It’s the day after Thanksgiving and I’m sitting wrapped in a blanket on the porch, drinking coffee like sludge and squinting at the hazy orb climbing out of the bowels of Wisconsin. The bucolic quietude of the big rural empty is retreating with the night. A hundred yards away I-35 is flooding with holiday traffic, glinting colorful waves of suburban assault vehicles and overloaded minivans and the occasional barreling semi.
The door bangs open and shut behind me. Brian drops his substantial bulk into the Adirondack chair next to mine. Its wooden slats make threatening noises of collapse. “My fucking back,” he grimaces, trying to get comfortable.
It’s always something with my brother. He’s got a bad back, and recurrent migraines, and knees that ache, and god knows what else. I keep telling him it’s psychosomatic, the toll of contorting himself into my parents’ fucked-up worldview so he can work the farm with Dad. He keeps telling me I’m full of shit.
“I wish I’d seen Wendy.” He says it as if he’s discussing the weather, looking down the swelling girth of his overalls, wiping breakfast crumbs off.
A typical conversation with Brian — I’m already exasperated. “You can see Wendy anytime, dude. She only lives in Des Moines. Why don’t you swing by her place on your way home from the airport?”
“Maybe I’ll do that.”
“You ever been to her place?”
“Nah. I don’t like that creepy boyfriend of hers. I got the address, though.” He takes off his blaze-orange hunting cap to scratch his head. Underneath the greasy blond hair resembles a monk’s tonsure. He’s less bald than I am, which doesn’t seem fair considering he’s a decade older. “When do you fly back?”

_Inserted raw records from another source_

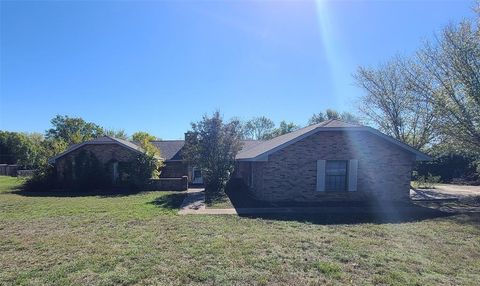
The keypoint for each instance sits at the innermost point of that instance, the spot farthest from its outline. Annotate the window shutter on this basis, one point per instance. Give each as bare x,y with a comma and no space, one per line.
352,175
321,175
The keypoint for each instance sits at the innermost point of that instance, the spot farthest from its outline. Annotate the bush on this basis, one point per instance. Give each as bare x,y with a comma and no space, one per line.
452,168
140,171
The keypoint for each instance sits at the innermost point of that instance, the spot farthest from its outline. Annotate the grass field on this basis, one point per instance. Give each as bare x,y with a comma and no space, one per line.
139,239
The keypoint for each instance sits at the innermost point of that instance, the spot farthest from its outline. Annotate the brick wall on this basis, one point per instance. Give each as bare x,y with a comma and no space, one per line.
384,169
174,169
168,184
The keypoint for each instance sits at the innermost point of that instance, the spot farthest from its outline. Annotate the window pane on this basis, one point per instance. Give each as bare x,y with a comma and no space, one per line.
336,176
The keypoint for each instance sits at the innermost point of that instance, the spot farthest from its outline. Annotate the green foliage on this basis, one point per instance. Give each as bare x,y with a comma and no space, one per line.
139,172
120,134
73,130
258,127
333,114
87,172
282,129
392,104
22,148
212,146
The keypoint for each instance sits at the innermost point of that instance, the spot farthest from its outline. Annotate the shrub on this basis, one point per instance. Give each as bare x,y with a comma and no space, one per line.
140,171
427,182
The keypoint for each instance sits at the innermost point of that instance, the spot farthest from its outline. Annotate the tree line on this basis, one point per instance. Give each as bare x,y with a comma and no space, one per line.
431,99
32,150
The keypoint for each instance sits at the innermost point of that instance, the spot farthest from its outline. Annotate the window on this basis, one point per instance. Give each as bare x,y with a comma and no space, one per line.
336,176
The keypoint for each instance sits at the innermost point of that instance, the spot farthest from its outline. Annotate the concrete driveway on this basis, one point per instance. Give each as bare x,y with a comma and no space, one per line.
446,191
459,190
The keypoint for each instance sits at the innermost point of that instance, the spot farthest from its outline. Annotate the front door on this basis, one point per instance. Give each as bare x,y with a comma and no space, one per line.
197,176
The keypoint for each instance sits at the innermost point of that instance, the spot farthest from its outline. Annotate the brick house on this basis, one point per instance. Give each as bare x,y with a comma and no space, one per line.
110,152
332,160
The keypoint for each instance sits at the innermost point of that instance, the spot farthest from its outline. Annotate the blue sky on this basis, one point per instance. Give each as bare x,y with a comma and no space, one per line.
158,65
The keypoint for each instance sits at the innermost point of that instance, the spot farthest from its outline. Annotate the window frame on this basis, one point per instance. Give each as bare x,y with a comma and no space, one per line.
346,177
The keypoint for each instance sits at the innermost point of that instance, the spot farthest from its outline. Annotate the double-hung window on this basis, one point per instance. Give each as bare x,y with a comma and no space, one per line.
336,175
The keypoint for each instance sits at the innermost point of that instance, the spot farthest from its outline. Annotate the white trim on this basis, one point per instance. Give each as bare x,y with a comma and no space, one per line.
419,156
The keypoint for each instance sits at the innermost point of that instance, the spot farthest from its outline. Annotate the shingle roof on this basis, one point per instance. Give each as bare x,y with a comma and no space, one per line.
171,150
274,144
99,140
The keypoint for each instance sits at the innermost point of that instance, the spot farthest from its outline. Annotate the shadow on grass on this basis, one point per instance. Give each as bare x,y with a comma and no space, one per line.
339,212
333,215
169,201
110,192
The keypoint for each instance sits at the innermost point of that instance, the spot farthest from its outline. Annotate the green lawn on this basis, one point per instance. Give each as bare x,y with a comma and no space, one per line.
139,239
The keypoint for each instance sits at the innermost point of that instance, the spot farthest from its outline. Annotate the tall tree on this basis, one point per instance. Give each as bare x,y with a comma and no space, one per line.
144,139
212,145
120,133
22,148
394,106
258,127
447,74
73,130
282,129
333,114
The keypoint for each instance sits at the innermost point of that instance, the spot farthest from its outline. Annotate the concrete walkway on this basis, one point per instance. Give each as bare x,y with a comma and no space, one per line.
194,201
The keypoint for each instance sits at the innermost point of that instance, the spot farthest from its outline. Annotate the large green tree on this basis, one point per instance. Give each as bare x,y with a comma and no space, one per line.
24,149
120,133
144,139
446,72
258,128
282,129
73,130
212,145
333,114
394,106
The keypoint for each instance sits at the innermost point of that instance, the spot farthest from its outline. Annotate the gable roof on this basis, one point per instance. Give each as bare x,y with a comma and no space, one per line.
171,150
99,141
261,151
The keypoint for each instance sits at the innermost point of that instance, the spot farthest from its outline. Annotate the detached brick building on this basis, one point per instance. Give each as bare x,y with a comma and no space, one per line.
332,160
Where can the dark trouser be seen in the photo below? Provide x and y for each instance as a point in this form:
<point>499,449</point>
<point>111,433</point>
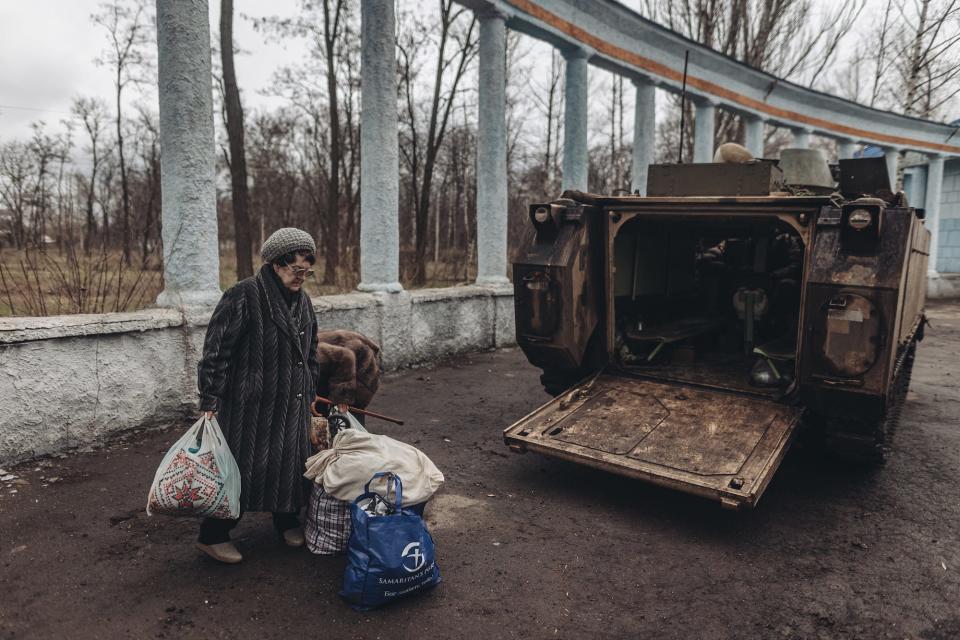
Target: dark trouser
<point>217,530</point>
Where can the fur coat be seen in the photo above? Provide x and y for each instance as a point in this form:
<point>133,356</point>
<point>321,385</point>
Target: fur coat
<point>349,367</point>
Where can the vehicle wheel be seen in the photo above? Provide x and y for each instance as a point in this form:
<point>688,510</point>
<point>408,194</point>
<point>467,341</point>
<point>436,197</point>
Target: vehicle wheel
<point>868,442</point>
<point>556,381</point>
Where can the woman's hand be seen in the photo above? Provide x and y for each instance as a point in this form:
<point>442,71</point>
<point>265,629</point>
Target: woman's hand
<point>318,433</point>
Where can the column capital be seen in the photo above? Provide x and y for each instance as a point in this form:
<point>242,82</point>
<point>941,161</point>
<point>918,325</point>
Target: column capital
<point>644,81</point>
<point>493,12</point>
<point>576,52</point>
<point>702,100</point>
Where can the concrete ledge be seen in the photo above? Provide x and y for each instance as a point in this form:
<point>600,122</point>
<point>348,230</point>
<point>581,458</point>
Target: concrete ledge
<point>943,285</point>
<point>68,381</point>
<point>14,330</point>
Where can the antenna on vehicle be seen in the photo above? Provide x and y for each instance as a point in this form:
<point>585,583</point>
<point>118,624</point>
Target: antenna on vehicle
<point>683,105</point>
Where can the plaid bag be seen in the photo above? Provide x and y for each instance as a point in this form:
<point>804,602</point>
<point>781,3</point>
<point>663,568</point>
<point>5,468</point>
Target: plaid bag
<point>327,527</point>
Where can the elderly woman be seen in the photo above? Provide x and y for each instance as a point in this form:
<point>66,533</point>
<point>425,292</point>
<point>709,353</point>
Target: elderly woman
<point>259,373</point>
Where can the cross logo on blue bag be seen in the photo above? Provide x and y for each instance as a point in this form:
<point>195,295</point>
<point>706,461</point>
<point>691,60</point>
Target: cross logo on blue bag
<point>412,552</point>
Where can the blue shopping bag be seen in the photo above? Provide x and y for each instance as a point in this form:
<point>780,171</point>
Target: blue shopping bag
<point>391,553</point>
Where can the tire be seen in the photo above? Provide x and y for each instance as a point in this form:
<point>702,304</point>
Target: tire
<point>869,442</point>
<point>556,381</point>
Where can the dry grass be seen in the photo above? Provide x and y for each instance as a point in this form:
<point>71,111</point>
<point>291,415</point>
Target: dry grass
<point>50,282</point>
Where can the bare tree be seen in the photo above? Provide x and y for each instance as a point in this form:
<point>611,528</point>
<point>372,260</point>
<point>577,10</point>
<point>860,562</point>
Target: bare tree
<point>456,49</point>
<point>17,178</point>
<point>797,40</point>
<point>91,112</point>
<point>325,88</point>
<point>127,23</point>
<point>237,160</point>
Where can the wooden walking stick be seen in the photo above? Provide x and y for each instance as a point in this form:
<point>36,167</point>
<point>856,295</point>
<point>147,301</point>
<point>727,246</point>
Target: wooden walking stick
<point>363,412</point>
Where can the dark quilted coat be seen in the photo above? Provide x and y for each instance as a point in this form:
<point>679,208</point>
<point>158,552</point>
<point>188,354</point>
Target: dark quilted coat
<point>257,372</point>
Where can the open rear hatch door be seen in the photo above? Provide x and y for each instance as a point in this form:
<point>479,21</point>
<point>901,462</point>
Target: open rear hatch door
<point>711,443</point>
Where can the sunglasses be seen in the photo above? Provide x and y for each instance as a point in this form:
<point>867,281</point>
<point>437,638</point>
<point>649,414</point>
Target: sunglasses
<point>300,272</point>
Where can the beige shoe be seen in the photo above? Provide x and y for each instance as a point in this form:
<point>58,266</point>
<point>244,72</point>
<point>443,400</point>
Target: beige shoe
<point>224,552</point>
<point>294,537</point>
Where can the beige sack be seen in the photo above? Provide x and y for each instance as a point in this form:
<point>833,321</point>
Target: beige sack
<point>356,455</point>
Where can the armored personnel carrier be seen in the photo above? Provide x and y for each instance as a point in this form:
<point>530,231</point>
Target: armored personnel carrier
<point>690,334</point>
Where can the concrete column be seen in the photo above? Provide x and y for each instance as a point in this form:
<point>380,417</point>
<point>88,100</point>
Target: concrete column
<point>753,140</point>
<point>191,256</point>
<point>703,131</point>
<point>379,151</point>
<point>801,138</point>
<point>575,153</point>
<point>932,206</point>
<point>492,151</point>
<point>892,157</point>
<point>846,149</point>
<point>644,130</point>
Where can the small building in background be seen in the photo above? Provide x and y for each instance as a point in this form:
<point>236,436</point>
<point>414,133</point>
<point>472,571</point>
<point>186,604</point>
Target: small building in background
<point>945,274</point>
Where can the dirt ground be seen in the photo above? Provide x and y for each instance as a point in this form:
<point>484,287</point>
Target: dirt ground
<point>529,547</point>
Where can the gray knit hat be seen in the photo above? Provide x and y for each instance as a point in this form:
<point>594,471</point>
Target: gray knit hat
<point>286,240</point>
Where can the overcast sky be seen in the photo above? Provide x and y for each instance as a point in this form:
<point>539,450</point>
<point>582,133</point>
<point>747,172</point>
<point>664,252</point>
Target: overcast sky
<point>48,48</point>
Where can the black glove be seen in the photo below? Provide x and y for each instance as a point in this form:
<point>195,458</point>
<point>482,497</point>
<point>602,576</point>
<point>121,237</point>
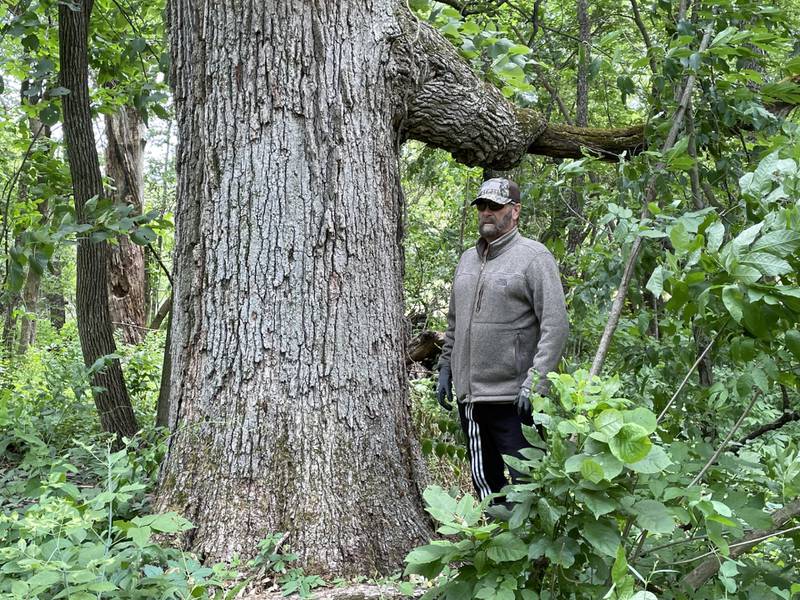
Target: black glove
<point>523,402</point>
<point>444,389</point>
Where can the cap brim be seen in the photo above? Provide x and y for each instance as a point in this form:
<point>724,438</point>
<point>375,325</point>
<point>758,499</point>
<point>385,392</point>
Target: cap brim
<point>494,199</point>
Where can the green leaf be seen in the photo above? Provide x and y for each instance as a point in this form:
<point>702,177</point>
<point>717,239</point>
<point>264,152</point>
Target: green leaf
<point>434,552</point>
<point>139,535</point>
<point>440,504</point>
<point>766,263</point>
<point>597,502</point>
<point>548,515</point>
<point>792,341</point>
<point>592,471</point>
<point>58,91</point>
<point>609,422</point>
<point>562,551</point>
<point>506,547</point>
<point>780,243</point>
<point>653,516</point>
<point>655,462</point>
<point>723,36</point>
<point>746,237</point>
<point>610,464</point>
<point>631,444</point>
<point>602,535</point>
<point>733,299</point>
<point>680,237</point>
<point>714,236</point>
<point>641,416</point>
<point>656,282</point>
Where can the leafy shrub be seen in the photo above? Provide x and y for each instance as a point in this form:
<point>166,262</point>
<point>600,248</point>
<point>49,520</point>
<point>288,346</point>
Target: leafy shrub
<point>600,483</point>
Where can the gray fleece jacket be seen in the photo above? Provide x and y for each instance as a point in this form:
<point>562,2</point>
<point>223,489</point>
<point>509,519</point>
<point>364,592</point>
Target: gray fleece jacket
<point>507,320</point>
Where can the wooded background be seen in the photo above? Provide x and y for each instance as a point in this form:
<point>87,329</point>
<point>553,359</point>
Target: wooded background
<point>228,246</point>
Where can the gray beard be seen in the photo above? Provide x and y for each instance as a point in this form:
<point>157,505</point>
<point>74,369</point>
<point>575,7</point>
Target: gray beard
<point>497,229</point>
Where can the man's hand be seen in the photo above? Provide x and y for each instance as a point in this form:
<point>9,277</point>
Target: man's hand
<point>523,402</point>
<point>444,389</point>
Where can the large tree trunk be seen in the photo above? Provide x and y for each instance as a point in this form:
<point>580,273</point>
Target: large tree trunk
<point>91,298</point>
<point>126,273</point>
<point>288,400</point>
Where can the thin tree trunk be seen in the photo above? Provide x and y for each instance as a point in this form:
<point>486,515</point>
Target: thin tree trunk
<point>94,321</point>
<point>9,322</point>
<point>54,299</point>
<point>126,281</point>
<point>162,408</point>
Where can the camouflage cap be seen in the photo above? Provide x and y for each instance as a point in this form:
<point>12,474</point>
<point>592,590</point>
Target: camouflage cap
<point>499,190</point>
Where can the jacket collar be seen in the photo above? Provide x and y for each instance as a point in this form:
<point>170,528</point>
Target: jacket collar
<point>497,247</point>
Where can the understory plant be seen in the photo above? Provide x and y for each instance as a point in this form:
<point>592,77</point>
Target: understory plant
<point>609,510</point>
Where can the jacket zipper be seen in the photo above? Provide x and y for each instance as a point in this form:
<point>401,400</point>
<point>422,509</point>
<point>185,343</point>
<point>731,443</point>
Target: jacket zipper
<point>475,307</point>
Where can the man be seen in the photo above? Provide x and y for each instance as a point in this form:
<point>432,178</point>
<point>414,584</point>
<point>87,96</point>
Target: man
<point>507,328</point>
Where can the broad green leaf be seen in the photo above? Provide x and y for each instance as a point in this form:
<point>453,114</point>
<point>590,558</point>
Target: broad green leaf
<point>655,462</point>
<point>139,535</point>
<point>611,465</point>
<point>641,416</point>
<point>609,422</point>
<point>714,236</point>
<point>548,514</point>
<point>440,504</point>
<point>597,502</point>
<point>506,547</point>
<point>631,444</point>
<point>653,516</point>
<point>780,243</point>
<point>430,553</point>
<point>792,340</point>
<point>562,551</point>
<point>592,471</point>
<point>723,36</point>
<point>656,282</point>
<point>746,237</point>
<point>679,237</point>
<point>603,535</point>
<point>766,263</point>
<point>733,300</point>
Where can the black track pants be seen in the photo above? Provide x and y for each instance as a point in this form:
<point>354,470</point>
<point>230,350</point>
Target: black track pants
<point>492,430</point>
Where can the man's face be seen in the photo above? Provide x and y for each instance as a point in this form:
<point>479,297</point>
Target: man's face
<point>495,220</point>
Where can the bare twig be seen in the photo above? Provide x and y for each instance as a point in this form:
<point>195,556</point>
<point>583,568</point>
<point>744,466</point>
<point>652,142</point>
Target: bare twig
<point>724,443</point>
<point>650,195</point>
<point>637,18</point>
<point>700,358</point>
<point>709,568</point>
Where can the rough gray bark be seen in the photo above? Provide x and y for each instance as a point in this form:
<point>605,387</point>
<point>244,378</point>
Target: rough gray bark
<point>91,299</point>
<point>126,273</point>
<point>288,395</point>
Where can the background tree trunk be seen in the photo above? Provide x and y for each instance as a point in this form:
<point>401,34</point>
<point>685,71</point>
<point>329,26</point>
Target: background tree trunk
<point>126,273</point>
<point>91,298</point>
<point>56,303</point>
<point>288,403</point>
<point>30,292</point>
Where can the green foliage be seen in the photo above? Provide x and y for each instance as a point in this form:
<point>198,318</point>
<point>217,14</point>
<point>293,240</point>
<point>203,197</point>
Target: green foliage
<point>600,481</point>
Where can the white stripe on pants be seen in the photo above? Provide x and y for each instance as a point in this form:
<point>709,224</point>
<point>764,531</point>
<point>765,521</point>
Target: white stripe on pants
<point>476,455</point>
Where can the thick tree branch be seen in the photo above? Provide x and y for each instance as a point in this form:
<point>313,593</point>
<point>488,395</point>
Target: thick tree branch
<point>448,106</point>
<point>709,568</point>
<point>785,418</point>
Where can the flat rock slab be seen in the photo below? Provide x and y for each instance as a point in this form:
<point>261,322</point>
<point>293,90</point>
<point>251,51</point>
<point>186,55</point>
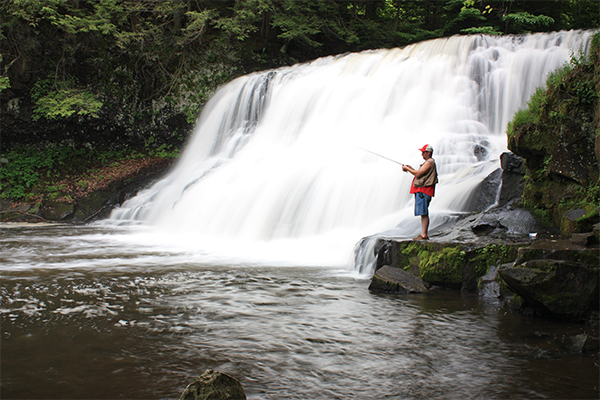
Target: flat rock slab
<point>396,280</point>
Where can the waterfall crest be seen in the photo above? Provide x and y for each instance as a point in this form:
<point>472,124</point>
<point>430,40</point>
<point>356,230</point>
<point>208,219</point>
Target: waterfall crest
<point>276,171</point>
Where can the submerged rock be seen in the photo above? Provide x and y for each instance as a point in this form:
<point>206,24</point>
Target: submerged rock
<point>556,279</point>
<point>582,344</point>
<point>214,385</point>
<point>396,280</point>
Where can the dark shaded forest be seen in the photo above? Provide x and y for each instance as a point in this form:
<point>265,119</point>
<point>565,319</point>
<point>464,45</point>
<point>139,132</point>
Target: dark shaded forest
<point>86,83</point>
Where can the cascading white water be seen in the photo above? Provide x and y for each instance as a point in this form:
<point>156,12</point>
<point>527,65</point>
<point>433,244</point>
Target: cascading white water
<point>276,170</point>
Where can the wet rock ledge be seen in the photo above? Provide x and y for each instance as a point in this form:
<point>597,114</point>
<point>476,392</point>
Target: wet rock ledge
<point>551,277</point>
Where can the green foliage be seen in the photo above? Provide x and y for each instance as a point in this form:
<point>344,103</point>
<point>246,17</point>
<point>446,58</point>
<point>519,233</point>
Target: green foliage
<point>4,83</point>
<point>22,172</point>
<point>524,22</point>
<point>66,102</point>
<point>483,30</point>
<point>529,115</point>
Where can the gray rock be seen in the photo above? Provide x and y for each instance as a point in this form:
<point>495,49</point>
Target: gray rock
<point>555,288</point>
<point>396,280</point>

I pull the blanket up to my chin. “Not until Sunday. Do we just get shit-faced until then?”
“How about this? We get shit-faced today, and hang out at Krenzels’ tomorrow.”
The Krenzels were our closest friends growing up, a Catholic birth control experiment that resulted in five boys and three girls. Brian was tight with the older Krenzel kids, I was tight with the younger ones. They were one of those families perpetually on the brink of losing their land, mailbox stuffed with FINAL NOTICE envelopes, every harvest maybe the last. There’s no such thing as an honest living on a couple hundred acres, not in this era. You have to plant marijuana in between the corn rows or cook meth in the machine shed. Now Brian is telling me that the bank finally foreclosed and everything went at auction. Mr. and Mrs. Krenzel live in the dead-end town of Somber — you can’t make this shit up — where families blow in off the land and collect like dead leaves.
“Is Ruthie home to visit?” I ask with wary hopefulness.
“Why? You still got a boner for her?”
“Maybe. I’d have to see her again first. Has she porked out?”
Brian throws back his multiple chins to roar with laughter. Beneath him wood screws moan.
Ruthie and I grew up together, a simple friendship that got all mixed up and complicated with our cruel, cruel puberties. One year she was an awkward coltish teen with braces and really bad skin, usually looking as though she was about to walk into a wall. The next year she was a blooming woman-child trying to master her new jutting boobs and the effect they had on boys like me. Her brothers — all friends of mine — jovially threatened me with death if I messed around with their little sister. Like that stopped me when I was a hormonal idiot and she was a heart-shattering vista of desire.
“When was the last time you saw her?” Brian is asking.
“God, I don’t know. Four or five years ago, maybe?” A sudden thought grips me. A thought named Nooshin. “Did Ruthie get married?”
“Nope. She’s still single, far as I know.” He rubs his massive hands together and blows into them, making steam leak out between his fingers. “Remember Kimmie? She’s here through the weekend. She finally divorced that asshole. Cleaned him out. Got the house and the snowmobiles too.”
“Kimmie needs it. Three kids, right?”
“Four now. All girls. Just as beautiful as their mom.”
Kim — Kimmie in the Krenzel nicknaming convention — is Ruthie’s oldest sister and the center of Brian’s sad mooning universe. Ruthie and I were in elementary school when they graduated together, posing in their rented gowns and mortarboards, blinking into the hot summer sun. At that age I was struck by her blond gossamer hair, which looked just like the cornsilk Dad had me detasseling. Now I’d describe her as a pale prairie Ophelia who seemed to glow with phosphorescence. But she was always chased by guys more rico suave than Brian.
He heaves himself to his boots, encrusted with layers of dried mud flaking off. “You ready for a beer?”
“Dude, we can’t let Mom catch us. It’s not even breakfast yet.”
“Mom’s cooking tastes better if you’re drunk.”
“I heard that!” Mom bellows through the door where she’s been eavesdropping, and suddenly I’m so happy I’m practically losing my mind, because I don’t have to subject myself to this troika of dysfunctional misery addicts for another year.